On January 31, 2017 the Missouri Labor and Industrial
Relations Commission (“LIRC”) affirmed the Award of an Administrative Law Judge
(“ALJ) in Casey v. E. J. Cody Co., a
case involving the application of the “occupational diseases due to toxic
exposure” amendments to the Missouri Workers’ Compensation Law, which became
effective on January 1, 2014. The ALJ found that the employer’s insurer on the
date that the employee’s mesothelioma was diagnosed was liable for the enhanced
mesothelioma benefit, even though the employee was last employed by that
employer, and last exposed to asbestos, in 1990.
{The ALJ’s Award was discussed in an alert posted to this
website on April 11, 2016. Please refer to that here.}
In the Final Award, the LIRC affirmed the ALJ’s findings that:
- The
employee (now deceased) contracted mesothelioma, an occupational disease.
- The
mesothelioma arose out of and in the course of his employment.
- The
employee was last exposed to asbestos when he worked for Cody Co., his last
employer.
- The
employer had notice of the occupational disease or was not prejudiced by any
lack of notice.
- The
employee’s exposure to asbestos was the prevailing factor in causing the
employee’s mesothelioma and resulting death.
- The
insurer’s mesothelioma endorsement applied to the Claim, since the date of
diagnosis (October 26, 2014) was after January 1, 2014 and the disease was
diagnosed during the policy period.
- The
mesothelioma endorsement superseded the policy language, which provides that in
order for the policy to apply to an occupational disease, the exposure must
take place during the policy period.
- [The
ALJ’s award was only modified to correct the rate of compensation utilized by
the ALJ to calculate the enhanced benefit, the maximum rate of compensation in
effect on the date of diagnosis for permanent total disability and death
benefits (105% of the State Average Weekly Wage – “SAWW”), to 100% of the
then SAWW - as required by Sec. 287.200.4.]
Although the LIRC generally approved
and adopted the ALJ’s rulings on the coverage issue, they added some additional
reasoning of their own:
- The LIRC rejected the insurer’s argument
that Sec. 287.063.2, the section which shifts all liability to the last
employer in whose employment the employee was last exposed to the hazard of the
disease at issue, should also then shift the liability to the last insurer for
that last employer.
- That argument was rejected since
there isn’t sufficient legal authority to find that Sec. 287.063.2 applies
equally to successive insurers as well as successive employers.
- In addition, the LIRC pointed out
that the historical insurer (here the insurer for the employer in 1990) could
not have calculated and charged a premium to cover a risk that didn’t exist in
the law when that insurer’s policy was written [but mesothelioma has been a
recognized occupational disease for decades].
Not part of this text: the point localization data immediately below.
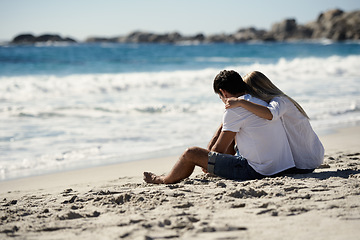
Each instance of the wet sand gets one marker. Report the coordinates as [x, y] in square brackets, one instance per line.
[112, 202]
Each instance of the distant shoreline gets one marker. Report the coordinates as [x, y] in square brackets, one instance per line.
[335, 25]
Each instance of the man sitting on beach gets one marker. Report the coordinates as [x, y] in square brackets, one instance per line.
[263, 146]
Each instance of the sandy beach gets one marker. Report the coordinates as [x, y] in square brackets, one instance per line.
[113, 202]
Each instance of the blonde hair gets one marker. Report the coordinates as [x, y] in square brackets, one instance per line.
[262, 88]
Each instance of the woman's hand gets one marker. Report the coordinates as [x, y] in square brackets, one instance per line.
[232, 102]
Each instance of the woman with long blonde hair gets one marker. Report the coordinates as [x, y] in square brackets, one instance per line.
[307, 149]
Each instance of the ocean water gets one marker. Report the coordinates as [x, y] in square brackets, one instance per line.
[65, 107]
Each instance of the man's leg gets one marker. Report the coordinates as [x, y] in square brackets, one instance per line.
[184, 167]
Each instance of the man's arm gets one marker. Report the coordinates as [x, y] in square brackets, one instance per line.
[214, 138]
[223, 142]
[257, 109]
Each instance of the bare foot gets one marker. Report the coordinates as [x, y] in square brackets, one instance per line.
[152, 178]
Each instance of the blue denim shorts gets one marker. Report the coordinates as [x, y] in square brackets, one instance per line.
[231, 167]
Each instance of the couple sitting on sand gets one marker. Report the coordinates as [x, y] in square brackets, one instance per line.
[264, 133]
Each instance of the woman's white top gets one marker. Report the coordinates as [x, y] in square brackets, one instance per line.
[307, 150]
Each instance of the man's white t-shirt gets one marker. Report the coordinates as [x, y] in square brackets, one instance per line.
[263, 143]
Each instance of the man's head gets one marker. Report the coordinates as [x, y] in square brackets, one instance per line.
[229, 82]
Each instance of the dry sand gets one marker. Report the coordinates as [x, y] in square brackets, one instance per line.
[112, 202]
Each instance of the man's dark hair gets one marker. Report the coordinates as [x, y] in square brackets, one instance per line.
[229, 81]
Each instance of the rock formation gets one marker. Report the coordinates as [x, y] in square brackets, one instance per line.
[335, 25]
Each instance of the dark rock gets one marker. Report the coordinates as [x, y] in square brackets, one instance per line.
[31, 39]
[24, 38]
[334, 24]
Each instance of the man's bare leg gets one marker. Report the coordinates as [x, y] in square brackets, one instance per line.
[213, 140]
[184, 167]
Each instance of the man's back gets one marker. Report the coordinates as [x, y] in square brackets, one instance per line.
[263, 143]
- However, the current insurer wrote
the policy, and added the mesothelioma endorsement, fully aware of the exposure
that insurer was accepting and for which that insurer could collect an appropriate
premium [really?].
- The LIRC also questioned whether Sec.
287.063.2, given the current “rule of strict construction”, even applies to
cases being pursued under Sec. 287.200.4 due to the lack of guidance in the
latter section concerning the successive insurers issue.
- Whereas the new law clearly applies
to the insurer which added a mesothelioma endorsement after January 1, 2014.
- Lastly, the LIRC emphasized that
under Sec. 287.280 an insurer must insure the employer’s “entire liability”
under the workers’ compensation law, ergo, including the liability now created
by the new occupational disease provisions.
You need to know:
- The
LIRC’s decision is likely to be appealed.
- The
constitutionality issues which the defendants raised have not yet been addressed
(since neither the ALJ nor the LIRC have the power to decide those issues).
- Only
the enhanced benefit is at issue (no “traditional” occupational disease
benefits were being sought).
- The
date of diagnosis was after January 1, 2014 (in some cases which had been filed,
only the Claim filing date is after January 1, 2014).
- We
don’t know to what extent this decision applies to claims for one of the other
ten “occupational diseases due to toxic exposure”, those where neither an
election nor an endorsement is required.